Karpie explained that the members of the HadStruc Collaboration, like many theoretical physicists worldwide, are trying to determine where and how the quarks and gluons are distributed within the proton. The group uses a mathematical approach known as lattice quantum chromodynamics (QCD) to calculate how the proton is constructed.
Dutrieux, a post-doctoral researcher at William & Mary, explained that the group’s paper outlines a three-dimensional approach to understanding the hadronic structure through the QCD lens. This approach was then carried out via supercomputer calculations.
The 3D concept is based on the notion of generalized parton distributions (GPDs). GPDs offer theoretical advantages over the structures as visualized through one-dimensional parton distribution functions (PDFs), an older QCD approach.
“Well, the GPD is much better in the sense that it allows you to elucidate one of the big questions we have about the proton, which is how its spin arises,” Dutrieux said. “The one-dimensional PDF gives you a very, very limited picture about that.”
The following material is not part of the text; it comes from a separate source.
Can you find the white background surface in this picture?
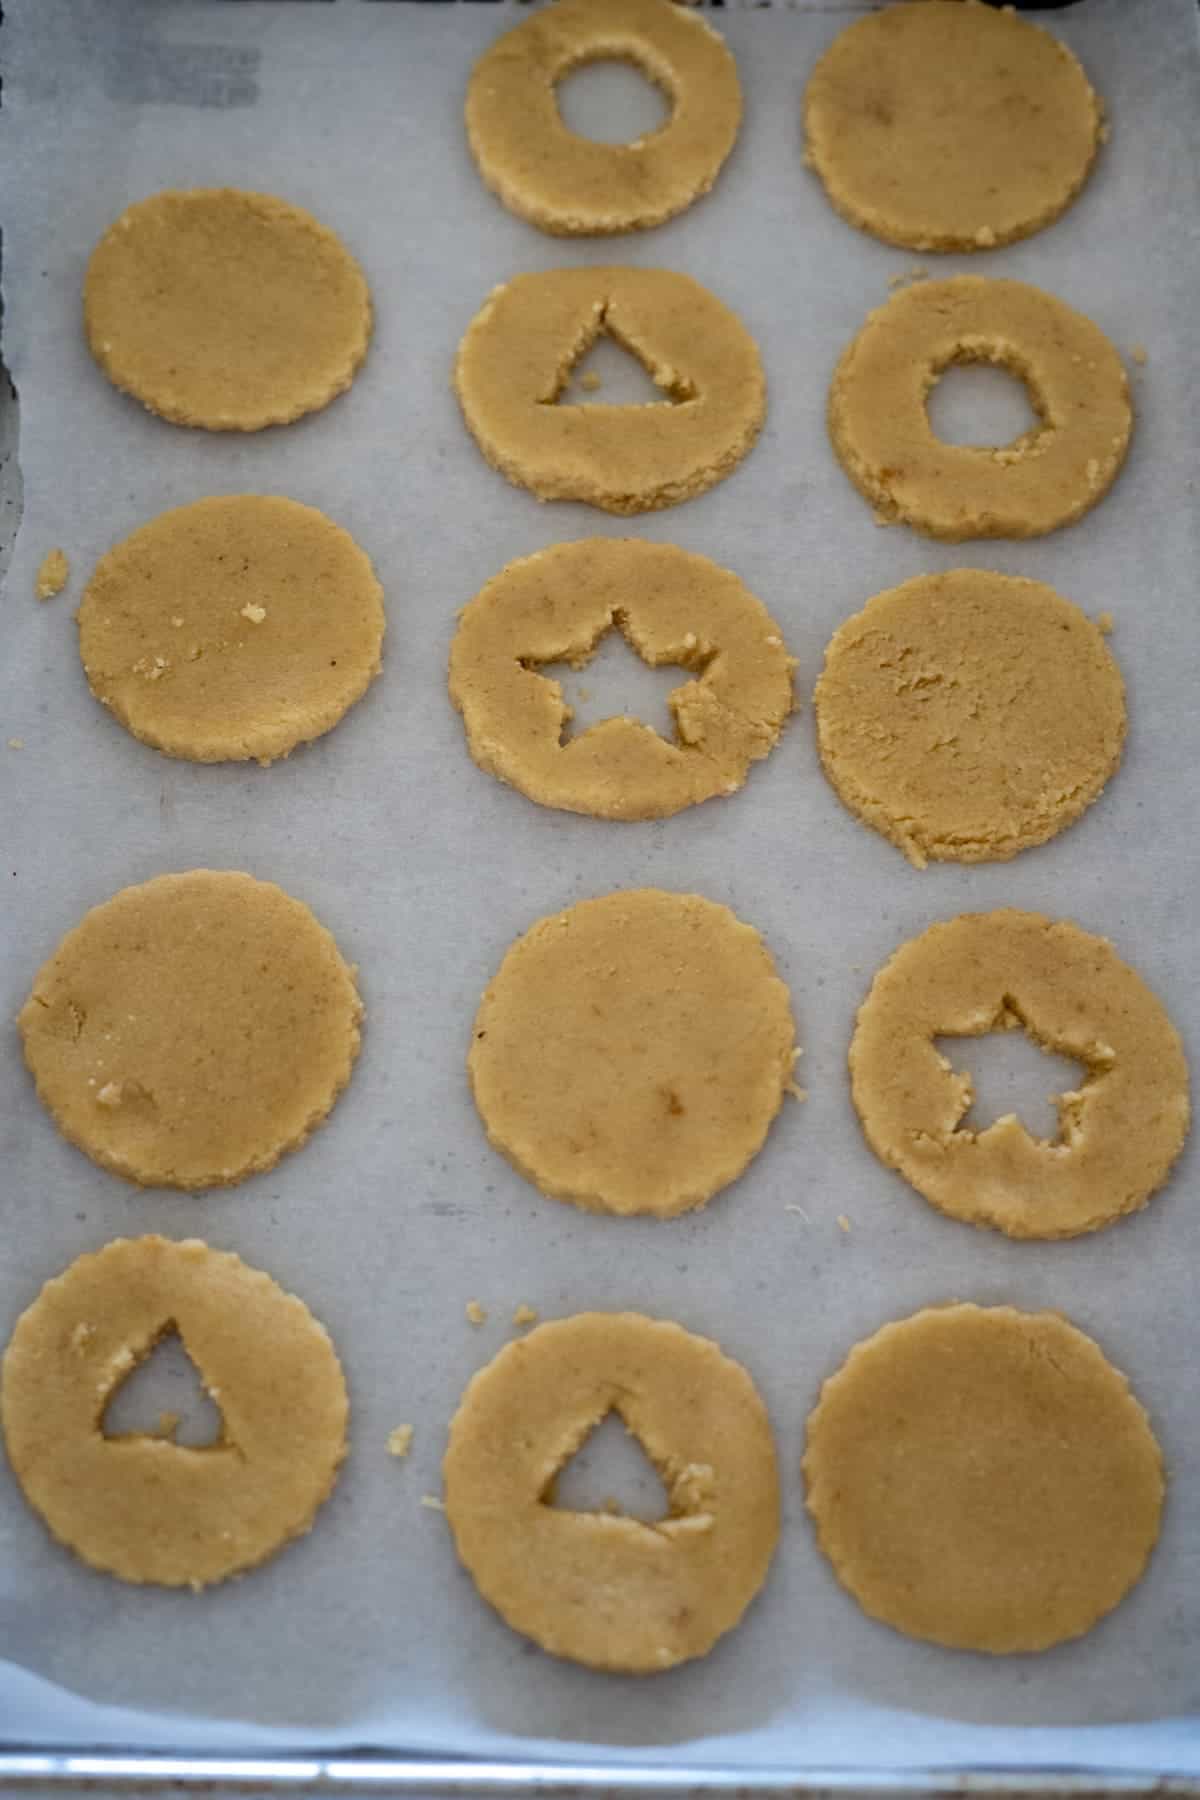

He explained that the proton consists in a first approximation of two up quarks and one down quark — known as valence quarks. The valence quarks are mediated by a variable roster of gluons spawned from strong force interactions, which act to glue the quarks together. These gluons, as well as pairs of quarks-antiquarks — usually denoted as the sea of quarks-antiquarks when distinguishing them from the valence quarks — are continually being created and dissolving back into the strong force.
One of the stunning realizations on the proton’s spin came in 1987, when experimental measurements demonstrated that the spin of quarks contributes to less than half of the overall spin of the proton. In fact, a lot of the proton’s spin could arise from the gluon spin and the motion of partons in the form of orbital angular momentum. A lot of experimental and computational effort is still necessary to clarify this situation.
“GPDs represent a promising opportunity to access this orbital angular part and produce a firmly grounded explanation of how the proton’s spin is distributed among quarks and gluons,” Dutrieux noted.
He went on to say that another aspect that the collaboration hopes to address through GPDs is a concept known as the energy momentum tensor.
“The energy momentum tensor really tells you how energy and momentum are distributed inside your proton,” Dutrieux said. “They tell you how your proton interacts with gravity as well. But right now, we’re just studying its distribution of matter.”
Simulating the Data
As mentioned, accessing this information requires some sophisticated calculations on supercomputers. After developing their new approach, the theorists then conducted 65,000 simulations of the theory and its assumptions to test it out.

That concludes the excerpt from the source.